The year of 2020 has been marked by the COVID-19 pandemic and global economic recession, but as it comes to a close there could be a new era for bilateral relations between the world's two largest economies, with US President-elect Joe Biden set to enter the White House in January 2021.
Economic policy talks could be one of the entry-points for the US and China to resume more cooperative ties, which would also be in line with Biden's intention to boost economic recovery. It will take efforts from both sides, and could offer a stabilizer for the stricken global economy.
Despite the damage to the trade system from the pandemic, China has been making concrete efforts in implementing the phase one trade deal with the US. According to a Straits Times report, White House economic adviser Larry Kudlow admitted Monday that "China is abiding by a good chunk of the phase one trade deal."
For years, the global multilateral trade mechanism has been battered by US President Donald Trump's unilateralism, whether through paralyzing the WTO's dispute settlement body or triggering trade conflicts with other economies, including China, Europe and Japan.
With Biden, who has shown willingness to return to multilateralism, set to enter the White House next month, his intended approach in readjusting the US' foreign trade policy has drawn attention from all over the world, although the president-elect has said that his priorities are virus containment and economic recovery.

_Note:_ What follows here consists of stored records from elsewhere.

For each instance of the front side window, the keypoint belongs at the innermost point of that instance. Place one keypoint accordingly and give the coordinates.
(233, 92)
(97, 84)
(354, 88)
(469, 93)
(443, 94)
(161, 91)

The Trump-led trade war with China has had wide-reaching effects, not only on the two nations, but also many other countries and regions.
Chinese State Councilor and Foreign Minister Wang Yi recently said at a video conference with the US-China Business Council board of chairs that China and the US should launch dialogues at all levels, as all issues can be brought to the table for discussion.
He stressed that China-US economic and trade exchanges are mutually beneficial. And among the entry points for the two nations to resume cooperation in the next stage, joint efforts could be taken in promoting economic recovery. For instance, the two economies could shore up economic and trade cooperation, restart dialogues and coordination on macroeconomic policies, and consider resuming negotiations on a China-US bilateral investment treaty (BIT).
Initiated in 2008, the China-US BIT has already achieved progress on most of the issues of concern for the two sides. Meanwhile, the US, which has long advocated a market-oriented economy, cannot ignore voices from the market. Alongside Trump's irrational intention to decouple from China and crack down on Chinese firms, there have been US firms and experts constantly raising objections.
US-China Business Council President Craig Allen expressed his hope that the world's two largest economies will start negotiations on a Phase two trade agreement without delay after Biden takes office, Reuters reported.
It is expected that tensions between China and the US will ease, but mending ties will take time, patience and sincerity.
China has been unswervingly promoting its high-level opening-up. From enhancing intellectual property protection to fostering a sound business environment for foreign firms, it is foreseeable that the Chinese economy will offer many opportunities for companies from all over the world, including those from the US.
China-US relations are never simple. There are contradictions, as well as mutual benefits, competition and cooperation. Managing and directing the bilateral relations takes mutual respect and joint efforts. Simply shouting "America first" and betting on imposing extreme pressure will never work.
It is expected that the two sides could strengthen communication and dialogue, manage differences on the basis of mutual respect, expand cooperation based on mutual benefit, and promote the sound and stable development of China-US relations. This will benefit not only people from the two sides, but will also be conducive for the recovery of the global economy.
The article was compiled based on an interview with Huo Jianguo, vice chairman of the China Society for World Trade Organization Studies.